Además, solicitaron información a la gestión de Horacio Rodríguez Larreta sobre distintos aspectos vinculados a la iniciativa, entre ellos, la finalidad de la colocación de "los arboles de metal" en la plaza de Villa Urquiza y “el presupuesto destinado”.
También, preguntaron “si se planifica colocar estas estructuras en otros parques o plazas” y requirió, en el caso la respuesta sea afirmativa, “ se detalle dónde serán colocados y el presupuesto asignado para la realización y colocación de los mismos”.
Árboles de verdad
En los fundamentos de la iniciativa, la diputada aseveró que “los árboles en dicho sentido, absorben el dióxido de carbono, principal causante del calentamiento global, a la vez que liberan oxígeno.
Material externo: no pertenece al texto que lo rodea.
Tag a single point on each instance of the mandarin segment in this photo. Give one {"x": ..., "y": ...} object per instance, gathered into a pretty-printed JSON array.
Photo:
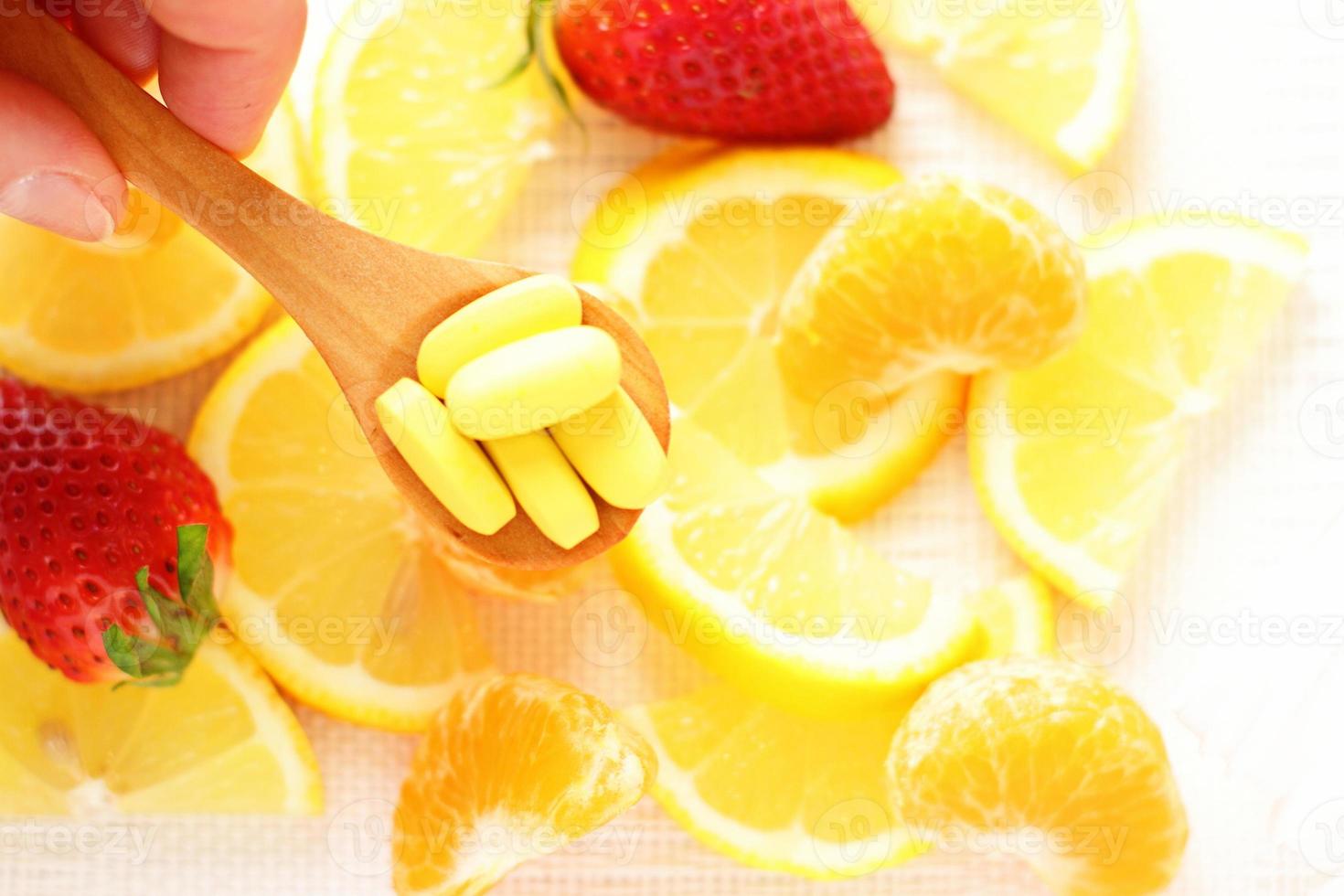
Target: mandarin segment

Según la FAO, un árbol grande puede absorber hasta 150 kilos de CO2 al año. Además son excelentes filtros para los contaminantes urbanos y las pequeñas partículas” e indicó que además “absorben gases contaminantes como monóxido de carbono, óxidos de nitrógeno, ozono y óxidos de sulfuro. Filtran partículas finas como polvo, suciedad o humo del aire atrapándolos sobre las hojas y la corteza”.
Asimismo indicó que “también reducen la contaminación acústica, que queda atenuada por los follajes. Aumentan la biodiversidad urbana y contribuyen a la regulación térmica (pueden ayudar a enfriar el aire entre dos y ocho grados Celsius), con lo que pueden llegar a reducir en verano la necesidad de aire acondicionado en un 30% y las facturas de calefacción en invierno entre un 20% y 50%. Regulan el flujo del agua y desempeñan un papel clave en la prevención de inundaciones y en la reducción de riesgos de desastres naturales” y detalló que “un perennifolio o árbol maduro de hoja verde permanente, por ejemplo, puede interceptar más de 15 000 litros de agua al año. La sombra de los árboles disminuye la evaporación del agua de los céspedes sedientos. La mayoría de los árboles recientemente plantados necesitan solo quince galones de agua por semana. A medida que los árboles transpiran, aumentan la humedad atmosférica”.
Al mismo tiempo que señaló que “según la FAO, pasar tiempo cerca de los árboles mejora la salud física y mental, aumentando los niveles de energía y la velocidad de recuperación, a la vez que disminuyen la presión arterial y el estrés. Tapan el sonido de las calles y autopistas cercanas y crean una agradable cubierta de verde, lo cual mejora el impacto visual de la ciudad. También reducen la exposición a los rayos UV-B en aproximadamente un 50%”.
La reacción en redes sociales
La aparición de los “árboles”, en tanto, fue criticada también por organizaciones ambientalistas que la calificaron de “aberración”. Además, en las redes sociales las críticas no se hicieron esperar y criticaron a Larreta por la decisión.